B2B Articles - Aug 15, 2010 11:40:04 AM - By Ironpaper
Based on an article in the NY Times (Experts Warn of a Weak Link in the Security of Web Sites), security researchers are warning that even the most secure sites on the web, specifically websites for banking, e-commerce and others that use encryption may have vulnerabilities to attack.
Sites that use HTTPS resulting in a closed lock icon in the browser's address bar are certified by a third party organization that the site is authentic and the transmission of data to that site is encrypted. As more and more companies begin to issue HTTPS security products, the tool itself may become less trustworthy overall... for the HTTPS product itself can be a vehicle for eavesdroping or theft.
The responsibility of acting as a certificate authority has been delegated from browser makers to other companies (Verizon to provide one example), who in turn has re-issued the authority to other companies--thus diluting the "authority" of the tool.

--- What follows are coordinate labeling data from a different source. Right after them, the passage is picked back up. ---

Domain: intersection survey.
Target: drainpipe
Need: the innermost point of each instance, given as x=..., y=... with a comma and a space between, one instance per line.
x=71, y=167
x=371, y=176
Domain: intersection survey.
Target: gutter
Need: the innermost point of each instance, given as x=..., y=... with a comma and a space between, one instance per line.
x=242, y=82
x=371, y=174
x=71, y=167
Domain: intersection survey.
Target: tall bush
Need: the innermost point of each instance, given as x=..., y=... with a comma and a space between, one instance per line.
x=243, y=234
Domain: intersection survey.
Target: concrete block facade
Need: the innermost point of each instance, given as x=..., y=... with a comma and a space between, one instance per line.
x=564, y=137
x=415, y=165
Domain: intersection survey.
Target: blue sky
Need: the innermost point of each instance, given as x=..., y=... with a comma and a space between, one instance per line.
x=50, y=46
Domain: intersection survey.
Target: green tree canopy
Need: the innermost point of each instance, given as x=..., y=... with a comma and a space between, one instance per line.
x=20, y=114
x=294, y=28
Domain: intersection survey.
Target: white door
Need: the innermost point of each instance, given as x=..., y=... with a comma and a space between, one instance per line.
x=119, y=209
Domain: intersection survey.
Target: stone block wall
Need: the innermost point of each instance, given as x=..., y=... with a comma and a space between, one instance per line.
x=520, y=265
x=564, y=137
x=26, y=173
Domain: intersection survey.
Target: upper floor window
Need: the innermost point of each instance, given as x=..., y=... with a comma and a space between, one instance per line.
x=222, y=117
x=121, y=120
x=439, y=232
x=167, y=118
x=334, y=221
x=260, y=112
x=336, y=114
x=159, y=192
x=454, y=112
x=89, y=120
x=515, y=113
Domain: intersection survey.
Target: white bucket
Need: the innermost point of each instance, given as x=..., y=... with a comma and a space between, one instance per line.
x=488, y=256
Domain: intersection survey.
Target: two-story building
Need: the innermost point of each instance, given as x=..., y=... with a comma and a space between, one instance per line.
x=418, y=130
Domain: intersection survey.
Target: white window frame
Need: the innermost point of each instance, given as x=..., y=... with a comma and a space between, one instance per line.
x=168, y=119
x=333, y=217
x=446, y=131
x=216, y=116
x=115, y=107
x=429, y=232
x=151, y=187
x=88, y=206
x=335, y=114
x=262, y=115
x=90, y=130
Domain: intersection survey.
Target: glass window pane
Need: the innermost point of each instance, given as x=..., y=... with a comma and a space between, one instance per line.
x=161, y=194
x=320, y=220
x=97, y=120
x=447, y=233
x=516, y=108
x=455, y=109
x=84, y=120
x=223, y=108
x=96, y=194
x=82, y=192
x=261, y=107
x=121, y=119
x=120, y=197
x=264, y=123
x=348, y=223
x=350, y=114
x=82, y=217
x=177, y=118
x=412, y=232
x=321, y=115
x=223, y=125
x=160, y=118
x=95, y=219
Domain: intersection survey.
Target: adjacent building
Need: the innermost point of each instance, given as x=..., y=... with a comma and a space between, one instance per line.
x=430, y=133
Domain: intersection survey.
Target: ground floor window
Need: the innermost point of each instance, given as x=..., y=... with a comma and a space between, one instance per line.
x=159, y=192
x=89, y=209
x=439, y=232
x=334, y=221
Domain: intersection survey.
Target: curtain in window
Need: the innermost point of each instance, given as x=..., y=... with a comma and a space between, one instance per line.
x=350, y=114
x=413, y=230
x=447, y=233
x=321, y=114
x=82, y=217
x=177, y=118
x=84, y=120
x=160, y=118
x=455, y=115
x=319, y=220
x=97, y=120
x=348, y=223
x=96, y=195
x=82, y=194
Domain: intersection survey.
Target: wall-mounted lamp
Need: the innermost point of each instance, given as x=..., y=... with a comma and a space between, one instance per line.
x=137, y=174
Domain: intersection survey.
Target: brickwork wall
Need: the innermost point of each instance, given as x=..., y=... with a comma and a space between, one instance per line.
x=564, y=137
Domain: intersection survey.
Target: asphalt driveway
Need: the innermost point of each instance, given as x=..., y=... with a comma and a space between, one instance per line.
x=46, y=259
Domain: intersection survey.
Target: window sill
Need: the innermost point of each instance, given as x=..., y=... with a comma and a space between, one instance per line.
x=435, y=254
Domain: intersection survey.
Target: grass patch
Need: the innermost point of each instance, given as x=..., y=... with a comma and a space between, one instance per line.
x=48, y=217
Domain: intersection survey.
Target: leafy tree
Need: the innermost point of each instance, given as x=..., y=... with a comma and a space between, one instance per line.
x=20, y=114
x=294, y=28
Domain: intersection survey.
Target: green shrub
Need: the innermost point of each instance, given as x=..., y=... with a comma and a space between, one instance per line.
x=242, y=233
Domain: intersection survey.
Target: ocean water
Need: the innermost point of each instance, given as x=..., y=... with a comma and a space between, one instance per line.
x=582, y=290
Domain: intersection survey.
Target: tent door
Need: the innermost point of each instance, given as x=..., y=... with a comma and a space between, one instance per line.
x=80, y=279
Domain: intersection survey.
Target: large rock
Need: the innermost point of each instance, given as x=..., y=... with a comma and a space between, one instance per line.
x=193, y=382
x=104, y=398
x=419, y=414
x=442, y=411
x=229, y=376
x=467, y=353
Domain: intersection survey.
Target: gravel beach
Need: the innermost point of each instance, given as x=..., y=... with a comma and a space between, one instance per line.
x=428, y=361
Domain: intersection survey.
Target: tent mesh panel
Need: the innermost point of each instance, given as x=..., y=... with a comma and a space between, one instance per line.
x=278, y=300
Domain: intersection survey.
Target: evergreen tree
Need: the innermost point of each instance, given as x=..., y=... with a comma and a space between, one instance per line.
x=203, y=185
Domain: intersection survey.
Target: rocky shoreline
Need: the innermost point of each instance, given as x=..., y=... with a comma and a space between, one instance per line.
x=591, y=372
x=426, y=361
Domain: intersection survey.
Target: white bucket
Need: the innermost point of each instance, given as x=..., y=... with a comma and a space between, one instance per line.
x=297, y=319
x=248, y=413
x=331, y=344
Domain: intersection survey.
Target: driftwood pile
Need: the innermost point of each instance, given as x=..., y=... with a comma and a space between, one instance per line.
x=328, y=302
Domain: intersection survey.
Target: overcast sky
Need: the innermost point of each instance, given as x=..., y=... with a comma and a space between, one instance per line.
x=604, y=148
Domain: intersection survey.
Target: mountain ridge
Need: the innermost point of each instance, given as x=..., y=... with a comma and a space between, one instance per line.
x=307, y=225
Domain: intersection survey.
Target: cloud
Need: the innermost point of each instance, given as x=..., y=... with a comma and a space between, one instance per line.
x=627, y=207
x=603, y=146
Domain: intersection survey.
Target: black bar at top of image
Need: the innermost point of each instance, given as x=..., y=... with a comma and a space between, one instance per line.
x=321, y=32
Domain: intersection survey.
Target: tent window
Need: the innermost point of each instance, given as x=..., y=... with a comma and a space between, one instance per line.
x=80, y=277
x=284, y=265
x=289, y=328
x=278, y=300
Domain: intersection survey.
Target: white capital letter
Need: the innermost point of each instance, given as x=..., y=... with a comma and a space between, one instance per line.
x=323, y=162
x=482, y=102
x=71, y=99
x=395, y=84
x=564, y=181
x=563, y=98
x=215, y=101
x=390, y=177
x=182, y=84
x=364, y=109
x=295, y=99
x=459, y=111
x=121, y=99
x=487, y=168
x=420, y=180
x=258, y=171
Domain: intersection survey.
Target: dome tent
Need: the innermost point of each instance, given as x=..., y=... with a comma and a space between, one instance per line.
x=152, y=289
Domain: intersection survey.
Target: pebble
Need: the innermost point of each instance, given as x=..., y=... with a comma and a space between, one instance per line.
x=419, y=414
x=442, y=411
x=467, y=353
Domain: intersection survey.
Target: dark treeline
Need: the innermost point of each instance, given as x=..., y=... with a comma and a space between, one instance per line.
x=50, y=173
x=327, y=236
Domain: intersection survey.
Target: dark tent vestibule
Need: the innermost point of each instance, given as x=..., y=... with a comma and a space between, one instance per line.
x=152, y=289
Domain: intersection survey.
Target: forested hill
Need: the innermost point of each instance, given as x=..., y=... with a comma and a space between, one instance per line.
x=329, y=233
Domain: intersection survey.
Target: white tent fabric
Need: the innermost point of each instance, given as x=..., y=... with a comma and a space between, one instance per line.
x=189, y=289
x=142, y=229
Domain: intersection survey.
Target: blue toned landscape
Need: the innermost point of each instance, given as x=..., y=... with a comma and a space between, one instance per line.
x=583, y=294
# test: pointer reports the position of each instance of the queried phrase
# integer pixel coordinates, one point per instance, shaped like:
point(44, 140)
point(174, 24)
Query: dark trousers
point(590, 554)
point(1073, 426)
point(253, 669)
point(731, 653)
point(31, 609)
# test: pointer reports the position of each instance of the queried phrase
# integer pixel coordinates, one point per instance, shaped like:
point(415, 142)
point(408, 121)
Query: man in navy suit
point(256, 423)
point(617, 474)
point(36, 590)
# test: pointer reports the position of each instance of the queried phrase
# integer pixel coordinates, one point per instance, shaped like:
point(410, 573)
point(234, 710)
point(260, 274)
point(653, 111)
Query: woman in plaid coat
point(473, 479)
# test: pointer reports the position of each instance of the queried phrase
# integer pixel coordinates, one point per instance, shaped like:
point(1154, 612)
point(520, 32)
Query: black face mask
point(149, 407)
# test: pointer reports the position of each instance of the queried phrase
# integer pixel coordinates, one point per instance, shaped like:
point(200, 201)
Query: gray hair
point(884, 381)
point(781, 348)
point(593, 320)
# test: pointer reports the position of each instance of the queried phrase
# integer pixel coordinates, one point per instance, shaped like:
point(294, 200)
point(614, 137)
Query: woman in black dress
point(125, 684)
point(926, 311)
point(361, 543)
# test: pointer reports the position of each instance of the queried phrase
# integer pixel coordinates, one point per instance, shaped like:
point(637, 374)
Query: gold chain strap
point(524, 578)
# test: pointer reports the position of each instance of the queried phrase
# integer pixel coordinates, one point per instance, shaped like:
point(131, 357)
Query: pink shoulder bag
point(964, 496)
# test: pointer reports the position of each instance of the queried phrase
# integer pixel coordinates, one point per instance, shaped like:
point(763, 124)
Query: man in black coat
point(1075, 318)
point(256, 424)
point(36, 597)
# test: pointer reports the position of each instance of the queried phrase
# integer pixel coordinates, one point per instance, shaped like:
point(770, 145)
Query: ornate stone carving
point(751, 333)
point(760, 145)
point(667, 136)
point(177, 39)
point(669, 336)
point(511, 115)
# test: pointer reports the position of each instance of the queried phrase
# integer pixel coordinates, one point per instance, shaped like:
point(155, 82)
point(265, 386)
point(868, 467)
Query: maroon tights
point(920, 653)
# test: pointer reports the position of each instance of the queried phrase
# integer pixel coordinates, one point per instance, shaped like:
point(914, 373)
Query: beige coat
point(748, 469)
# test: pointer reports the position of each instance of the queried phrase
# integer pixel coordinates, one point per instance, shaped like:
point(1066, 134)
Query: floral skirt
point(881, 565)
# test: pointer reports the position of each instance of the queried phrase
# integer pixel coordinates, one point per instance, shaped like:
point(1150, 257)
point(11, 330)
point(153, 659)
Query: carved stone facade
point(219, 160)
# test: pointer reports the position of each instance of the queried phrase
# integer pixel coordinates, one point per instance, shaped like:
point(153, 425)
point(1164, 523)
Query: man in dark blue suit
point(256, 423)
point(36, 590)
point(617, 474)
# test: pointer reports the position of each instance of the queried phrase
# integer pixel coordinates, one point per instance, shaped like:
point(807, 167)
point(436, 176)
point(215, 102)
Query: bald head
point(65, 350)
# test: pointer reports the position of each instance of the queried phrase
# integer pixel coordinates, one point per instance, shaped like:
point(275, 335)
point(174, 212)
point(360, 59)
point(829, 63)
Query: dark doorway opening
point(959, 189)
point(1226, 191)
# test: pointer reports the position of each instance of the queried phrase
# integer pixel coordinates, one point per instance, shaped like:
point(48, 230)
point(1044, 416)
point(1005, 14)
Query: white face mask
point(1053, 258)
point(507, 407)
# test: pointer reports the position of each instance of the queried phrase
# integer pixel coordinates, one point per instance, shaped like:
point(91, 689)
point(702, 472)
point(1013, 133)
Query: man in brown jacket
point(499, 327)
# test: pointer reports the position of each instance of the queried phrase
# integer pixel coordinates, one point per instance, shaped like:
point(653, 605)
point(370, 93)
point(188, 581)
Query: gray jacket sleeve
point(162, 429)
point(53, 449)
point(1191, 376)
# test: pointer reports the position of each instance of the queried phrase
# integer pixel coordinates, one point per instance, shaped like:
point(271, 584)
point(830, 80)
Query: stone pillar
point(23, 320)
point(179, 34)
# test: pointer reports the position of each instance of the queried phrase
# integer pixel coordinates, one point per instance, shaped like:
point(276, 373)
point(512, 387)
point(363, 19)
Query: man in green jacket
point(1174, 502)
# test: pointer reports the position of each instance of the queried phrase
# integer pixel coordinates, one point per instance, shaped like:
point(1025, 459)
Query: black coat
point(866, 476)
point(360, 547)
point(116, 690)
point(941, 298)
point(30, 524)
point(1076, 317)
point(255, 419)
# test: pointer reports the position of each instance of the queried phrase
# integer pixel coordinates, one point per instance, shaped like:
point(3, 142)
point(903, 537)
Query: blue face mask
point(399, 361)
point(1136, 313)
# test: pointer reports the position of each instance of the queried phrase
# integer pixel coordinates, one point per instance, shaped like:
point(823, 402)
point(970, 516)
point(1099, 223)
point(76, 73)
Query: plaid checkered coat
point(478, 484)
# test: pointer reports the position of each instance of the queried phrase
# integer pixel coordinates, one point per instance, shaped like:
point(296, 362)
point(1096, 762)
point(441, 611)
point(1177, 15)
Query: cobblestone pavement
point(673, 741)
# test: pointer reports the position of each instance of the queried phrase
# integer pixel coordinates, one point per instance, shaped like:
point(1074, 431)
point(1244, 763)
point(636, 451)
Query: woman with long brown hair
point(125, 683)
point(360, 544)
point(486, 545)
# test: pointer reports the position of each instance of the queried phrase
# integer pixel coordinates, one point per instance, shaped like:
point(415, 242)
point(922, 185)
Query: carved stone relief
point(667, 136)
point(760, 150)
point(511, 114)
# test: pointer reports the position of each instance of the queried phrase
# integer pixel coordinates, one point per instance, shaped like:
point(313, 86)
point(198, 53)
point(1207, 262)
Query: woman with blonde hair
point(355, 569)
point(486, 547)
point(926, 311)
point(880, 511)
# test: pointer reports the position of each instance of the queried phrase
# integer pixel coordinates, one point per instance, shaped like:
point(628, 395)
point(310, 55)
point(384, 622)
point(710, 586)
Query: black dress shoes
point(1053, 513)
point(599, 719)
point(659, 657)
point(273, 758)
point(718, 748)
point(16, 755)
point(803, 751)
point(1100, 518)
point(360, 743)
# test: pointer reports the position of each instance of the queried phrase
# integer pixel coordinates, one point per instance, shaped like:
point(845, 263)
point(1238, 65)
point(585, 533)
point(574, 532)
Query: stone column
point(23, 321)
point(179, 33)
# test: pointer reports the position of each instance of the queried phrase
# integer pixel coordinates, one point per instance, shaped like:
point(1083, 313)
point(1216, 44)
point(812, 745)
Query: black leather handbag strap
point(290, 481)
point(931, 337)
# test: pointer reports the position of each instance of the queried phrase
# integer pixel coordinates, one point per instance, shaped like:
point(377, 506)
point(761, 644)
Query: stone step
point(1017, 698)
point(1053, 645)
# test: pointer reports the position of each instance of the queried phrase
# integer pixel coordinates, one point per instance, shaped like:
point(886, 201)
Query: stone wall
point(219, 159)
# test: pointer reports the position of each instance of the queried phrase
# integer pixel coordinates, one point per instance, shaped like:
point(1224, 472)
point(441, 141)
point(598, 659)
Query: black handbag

The Electronic Frontier Foundation has identified about 650 organizations that are currently issuing certificates that are accepted by the leading browsers (Internet Explorer and Firefox). "Some of these organizations are in countries like Russia and China, which are suspected of engaging in widespread surveillance of their citizens." (NY TIMES, August 13, 2010, By MIGUEL HELFT, https://www.nytimes.com/2010/08/14/technology/14encrypt.html).
Etisalat, a wireless carrier in the UAE, was discovered to have installed spyware in 100,000 subscribers' headsets last year. Etisalat could the issuance of web certificates to spy on individuals and companies all around the world--including inside virtual private networks used as safehavens by corporations everywhere.